Em período de crise econômica virou lugar comum dizer que, para além da eficiência e da economicidade no que tange ao gasto público, é preciso criatividade no tocante à obtenção de novas fontes de receitas, dada a escassez de recursos na chamada “Fonte 00 – Recursos do Tesouro”.

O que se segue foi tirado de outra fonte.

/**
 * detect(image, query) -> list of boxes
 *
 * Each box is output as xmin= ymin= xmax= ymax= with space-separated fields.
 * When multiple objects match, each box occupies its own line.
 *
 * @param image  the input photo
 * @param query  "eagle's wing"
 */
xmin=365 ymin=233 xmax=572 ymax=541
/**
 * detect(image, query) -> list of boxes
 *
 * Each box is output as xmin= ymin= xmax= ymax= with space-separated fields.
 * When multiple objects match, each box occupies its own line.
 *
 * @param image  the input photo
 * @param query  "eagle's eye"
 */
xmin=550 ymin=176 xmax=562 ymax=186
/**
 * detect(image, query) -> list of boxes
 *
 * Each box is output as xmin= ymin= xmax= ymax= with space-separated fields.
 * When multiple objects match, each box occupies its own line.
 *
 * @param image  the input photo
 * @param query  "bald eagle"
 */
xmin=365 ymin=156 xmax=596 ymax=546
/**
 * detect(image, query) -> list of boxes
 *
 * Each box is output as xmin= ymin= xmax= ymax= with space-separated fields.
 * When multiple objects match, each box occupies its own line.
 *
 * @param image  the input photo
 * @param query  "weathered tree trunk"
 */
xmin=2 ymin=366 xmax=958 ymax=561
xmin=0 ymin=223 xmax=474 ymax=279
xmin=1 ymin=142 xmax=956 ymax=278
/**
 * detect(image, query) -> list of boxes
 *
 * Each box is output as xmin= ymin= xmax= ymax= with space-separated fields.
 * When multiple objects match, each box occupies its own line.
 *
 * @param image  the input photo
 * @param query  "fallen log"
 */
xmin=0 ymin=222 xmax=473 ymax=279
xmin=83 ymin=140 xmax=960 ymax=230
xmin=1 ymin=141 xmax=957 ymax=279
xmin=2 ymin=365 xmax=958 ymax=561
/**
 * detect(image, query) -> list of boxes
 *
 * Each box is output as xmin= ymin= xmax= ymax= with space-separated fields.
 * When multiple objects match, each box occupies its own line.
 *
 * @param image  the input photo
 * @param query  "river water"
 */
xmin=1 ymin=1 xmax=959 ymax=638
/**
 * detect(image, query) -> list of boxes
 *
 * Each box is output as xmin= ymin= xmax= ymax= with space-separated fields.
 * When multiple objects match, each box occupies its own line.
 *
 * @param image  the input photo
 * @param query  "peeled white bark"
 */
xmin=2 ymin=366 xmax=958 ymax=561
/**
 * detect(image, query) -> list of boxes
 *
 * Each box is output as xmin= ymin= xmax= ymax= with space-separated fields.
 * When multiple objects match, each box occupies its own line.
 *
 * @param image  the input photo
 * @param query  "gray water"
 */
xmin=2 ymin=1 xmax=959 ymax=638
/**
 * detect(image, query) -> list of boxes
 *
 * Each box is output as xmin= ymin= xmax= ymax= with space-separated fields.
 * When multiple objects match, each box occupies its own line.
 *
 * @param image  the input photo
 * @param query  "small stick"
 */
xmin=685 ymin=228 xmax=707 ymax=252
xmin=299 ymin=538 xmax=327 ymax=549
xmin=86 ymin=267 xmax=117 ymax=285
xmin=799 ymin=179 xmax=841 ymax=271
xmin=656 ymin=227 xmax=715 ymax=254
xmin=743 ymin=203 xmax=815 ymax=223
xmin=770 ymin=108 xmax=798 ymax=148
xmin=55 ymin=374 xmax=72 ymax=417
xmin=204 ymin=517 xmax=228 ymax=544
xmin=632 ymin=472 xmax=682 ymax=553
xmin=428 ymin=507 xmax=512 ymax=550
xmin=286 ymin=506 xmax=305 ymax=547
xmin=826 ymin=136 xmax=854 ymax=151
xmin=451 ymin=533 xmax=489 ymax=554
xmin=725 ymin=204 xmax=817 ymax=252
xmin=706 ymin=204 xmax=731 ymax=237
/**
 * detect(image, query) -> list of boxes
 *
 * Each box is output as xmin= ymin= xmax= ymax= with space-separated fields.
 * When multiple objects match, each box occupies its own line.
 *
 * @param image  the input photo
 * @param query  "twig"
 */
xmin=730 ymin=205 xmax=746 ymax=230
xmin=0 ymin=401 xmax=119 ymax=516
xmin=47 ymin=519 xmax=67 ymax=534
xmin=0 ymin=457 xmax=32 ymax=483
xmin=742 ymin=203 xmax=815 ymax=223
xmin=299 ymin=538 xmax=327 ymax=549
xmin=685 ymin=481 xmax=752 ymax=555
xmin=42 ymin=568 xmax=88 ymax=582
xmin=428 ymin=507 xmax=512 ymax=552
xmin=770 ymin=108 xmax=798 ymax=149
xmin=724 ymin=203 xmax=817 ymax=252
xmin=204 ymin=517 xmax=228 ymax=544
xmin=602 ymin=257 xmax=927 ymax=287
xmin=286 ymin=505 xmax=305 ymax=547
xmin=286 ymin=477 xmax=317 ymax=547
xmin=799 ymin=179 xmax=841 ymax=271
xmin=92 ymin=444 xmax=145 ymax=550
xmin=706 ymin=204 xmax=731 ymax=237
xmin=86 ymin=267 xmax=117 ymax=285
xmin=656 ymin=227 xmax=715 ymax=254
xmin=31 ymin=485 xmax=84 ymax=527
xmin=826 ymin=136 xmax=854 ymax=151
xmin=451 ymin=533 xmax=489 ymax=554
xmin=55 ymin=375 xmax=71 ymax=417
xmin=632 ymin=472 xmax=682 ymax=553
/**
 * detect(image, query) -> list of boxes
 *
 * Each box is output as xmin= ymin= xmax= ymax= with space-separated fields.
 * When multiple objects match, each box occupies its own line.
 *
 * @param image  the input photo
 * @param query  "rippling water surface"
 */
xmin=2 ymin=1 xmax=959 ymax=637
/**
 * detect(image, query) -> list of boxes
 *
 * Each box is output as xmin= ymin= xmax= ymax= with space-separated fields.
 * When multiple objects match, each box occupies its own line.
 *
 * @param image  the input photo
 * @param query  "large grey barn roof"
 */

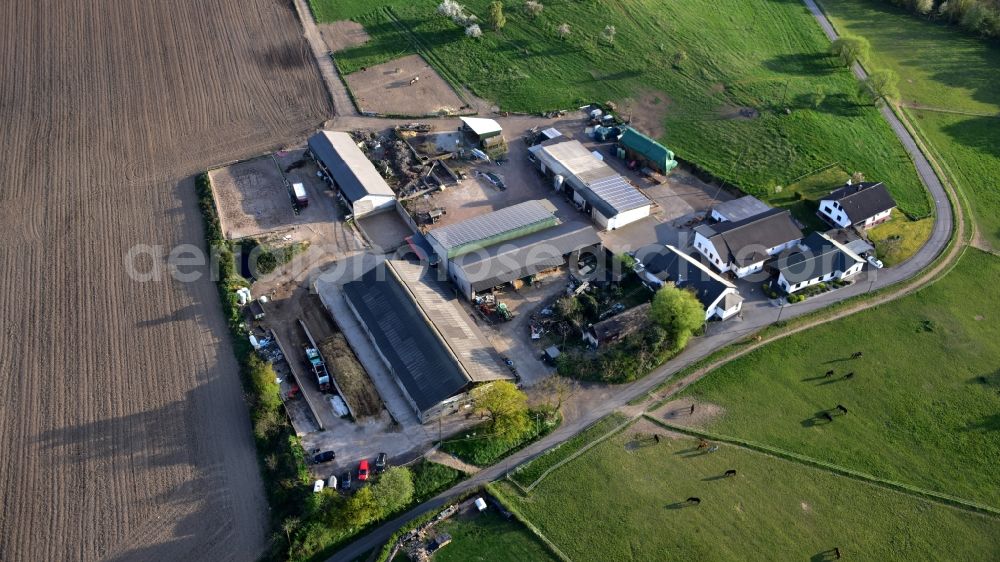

Outro clichê reverberado em todos os discursos sobre acesso à justiça é o de que a Defensoria Pública precisa chegar a todas as comarcas do Estado. É o que afirmam e prometem invariavelmente os políticos sempre que instados a se manifestar sobre esse assunto. Foi cansado de ouvir discursos como estes que Paulo Freire certa vez advertiu que “é fundamental diminuir a distância entre o que se diz e o que se faz, de tal forma que, num dado momento, a tua fala seja a tua prática”.
Ciente das dificuldades orçamentárias do Estado ainda em 2016, a Defensoria Pública levou ao Governador uma proposta visando fortalecer os recursos destinados ao custeio da máquina defensorial, sem impactar nos combalidos recursos do tesouro. A ideia era ampliar as receitas do Fundo de Modernização e Aparelhamento da Defensoria Pública do Estado do Piauí – FMADPEP com a destinação de percentual dos valores cobrados a título de emolumentos dos serviços notariais e de registro.
Esse modelo já é seguido muito exitosamente em outras Unidades Federativas, tais como no Estado do Rio de Janeiro (Lei Estadual nº 4663/2005), Rio Grande do Norte (Lei Estadual nº 166/99), Amazonas (Lei Estadual nº 3257/2008), Rondônia (Lei Estadual nº 3537/2015) e Ceará (Lei nº 15.490/2013).
Com esse aporte orçamentário (diga-se de passagem, de aplicação vedada em despesas com pessoal) a Defensoria Pública teria fôlego para investir na melhoria de sua atividade, na aquisição e conservação de móveis e imóveis, aporte de tecnologia (medida mais do que premente, considerando que o processo judicial eletrônico bate às portas), enfim, o aprimoramento da eficiência na defesa dos direitos dos mais pobres.
Em dezembro de 2016, o Governador encaminhou à Assembleia Legislativa duas mensagens contendo projetos de lei prevendo o repasse de percentual dos valores cobrados a título de emolumentos dos serviços notariais e de registro, uma para a Defensoria Pública e outra para o Ministério Público, que pegou carona na ideia apresentada ao chefe do executivo.
Surpreendentemente (ou não?), às vésperas do natal de 2017, a Assembleia Legislativa votou e aprovou tão-somente o projeto de lei que beneficiava o Ministério Público, mantendo o que favorecia a Defensoria Pública numa profunda gaveta. Opção política? Talvez sim. É possível que o Poder Legislativo estadual tenha compreendido que os R$ 196.535.291,00 previstos no orçamento de 2018 para despesa do Ministério Público sejam insuficientes, e, por outro lado, que os R$ 82.280203,00 previstos para a Defensoria Pública o sejam. Possível, mas não provável.
E o que fica para a Defensoria Pública neste final de ano? Fica o (não) presente de natal. Fica o discurso distante da prática. Fica a lição contida na constituição da Fazenda dos Bichos, de que falou George Orwell: “todos os animais são iguais, mas alguns são mais iguais do que os outros”.